KI: I did not, Itiola. I think it’s partly because I decided to go with my obsessions and with my cognitive processing. That was one of the last pieces of advice I got from Kaveh [Akbar] in workshop at FSU, where he would underline the parts of my poems that registered as obsessive. He knew the way my brain worked. I’m grateful for that permission because I don’t think the things we obsess over are insignificant. I think they come up because there’s some energy; there’s something charged underneath them. So much of what we remember becomes our waking dreams trying to tell us something important. I think I figured out why this automobile is so important to so many of my poems because it kept coming up in them, naturally.

A thing about Missy is that he loved the uniform, and he often went through the world with so much discomfort and tension in his body. He came of age in a specific time, place, and cultural landscape that did not acknowledge his gender, but in uniform, he seemed different: in his ice truck uniform, in his army uniform (which I had a lot of grief about). I remember seeing him in so many places where he worked. From the outside, the work outfit became a way to modify something before the surgery that he wanted for so long. The car, the Bronco, was an extension of that. When he was driving, he seemed so comfortable, in both the ice truck and the Bronco. When he was around his car, leaning on it, his body just seemed more relaxed, centered, and protected in a way almost like another uniform. I also think about the Bronco as a horse and what we do to horses. What do we do to these wild, beautiful creatures who are just fine roaming the wilderness themselves, and how we break them.

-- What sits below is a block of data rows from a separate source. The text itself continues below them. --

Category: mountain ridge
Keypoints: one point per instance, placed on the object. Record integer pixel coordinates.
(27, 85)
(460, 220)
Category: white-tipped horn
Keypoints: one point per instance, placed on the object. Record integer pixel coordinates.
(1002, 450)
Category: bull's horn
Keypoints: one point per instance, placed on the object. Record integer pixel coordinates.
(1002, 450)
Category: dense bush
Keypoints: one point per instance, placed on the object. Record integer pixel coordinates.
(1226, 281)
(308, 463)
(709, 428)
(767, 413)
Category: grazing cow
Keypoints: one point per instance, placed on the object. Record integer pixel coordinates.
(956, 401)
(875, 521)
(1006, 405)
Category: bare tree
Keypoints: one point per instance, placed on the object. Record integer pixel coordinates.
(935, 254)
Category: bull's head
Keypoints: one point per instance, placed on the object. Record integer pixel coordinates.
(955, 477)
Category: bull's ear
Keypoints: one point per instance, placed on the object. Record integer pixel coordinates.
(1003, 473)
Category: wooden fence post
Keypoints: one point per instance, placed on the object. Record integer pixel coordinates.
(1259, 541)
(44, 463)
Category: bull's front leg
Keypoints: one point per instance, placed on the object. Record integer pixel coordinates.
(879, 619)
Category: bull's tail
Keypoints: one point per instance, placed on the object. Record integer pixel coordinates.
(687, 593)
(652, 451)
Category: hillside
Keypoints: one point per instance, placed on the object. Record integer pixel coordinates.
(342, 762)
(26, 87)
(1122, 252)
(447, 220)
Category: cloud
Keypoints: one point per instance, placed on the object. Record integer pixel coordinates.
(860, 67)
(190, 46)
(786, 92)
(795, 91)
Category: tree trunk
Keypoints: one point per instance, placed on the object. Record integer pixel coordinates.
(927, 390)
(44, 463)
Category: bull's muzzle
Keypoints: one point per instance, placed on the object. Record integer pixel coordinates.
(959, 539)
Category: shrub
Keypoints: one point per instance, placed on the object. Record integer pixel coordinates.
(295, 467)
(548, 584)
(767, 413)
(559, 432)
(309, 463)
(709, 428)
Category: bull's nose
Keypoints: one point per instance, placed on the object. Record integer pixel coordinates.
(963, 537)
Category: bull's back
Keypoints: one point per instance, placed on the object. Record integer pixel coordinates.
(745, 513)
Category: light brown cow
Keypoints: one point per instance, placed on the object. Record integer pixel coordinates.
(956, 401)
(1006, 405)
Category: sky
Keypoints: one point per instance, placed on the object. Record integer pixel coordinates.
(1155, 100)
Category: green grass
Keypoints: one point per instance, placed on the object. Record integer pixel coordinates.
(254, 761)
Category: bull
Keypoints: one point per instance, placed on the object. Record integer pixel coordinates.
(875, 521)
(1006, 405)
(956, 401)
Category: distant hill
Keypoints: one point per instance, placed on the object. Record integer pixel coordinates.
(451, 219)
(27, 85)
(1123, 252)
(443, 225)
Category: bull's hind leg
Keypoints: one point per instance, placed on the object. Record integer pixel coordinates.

One of the compulsions of writing these poems came from the need to build and preserve the memory of who he was in his wildness and his trueness, because it was erased from his funeral and his obituary. In the way people talked about him when I went back home, his funeral was about someone I didn’t know. There was no arguing with how he looked in his Bronco, how he leaned on it. There was no arguing with those images, but we didn’t see that at the funeral. His obituary is about someone I had no idea existed. I don’t want to project how they felt, but I know other people who loved him saw him for the self he wanted us to see. I mean, even strangers saw it. It’s just the people who needed him to be someone else—his mother and people at his church—who refused to see. Again, I think there’s just no arguing with these objects that he touched and that held him. One of them was the Bronco, which was one of the most significant for me.

 

K. Iver is a nonbinary trans poet from Mississippi. Their book Short Film Starring My Beloved’s Red Bronco won the 2022 Ballard Spahr Prize for Poetry and is forthcoming from Milkweed Editions. Their poems have appeared in Boston Review, Gulf Coast, Poetry Northwest, TriQuarterly, The Adroit, and elsewhere. Iver is the 2021-2022 Ronald Wallace Fellow for Poetry at the Wisconsin Institute for Creative Writing. They have a Ph.D. in Poetry from Florida State University.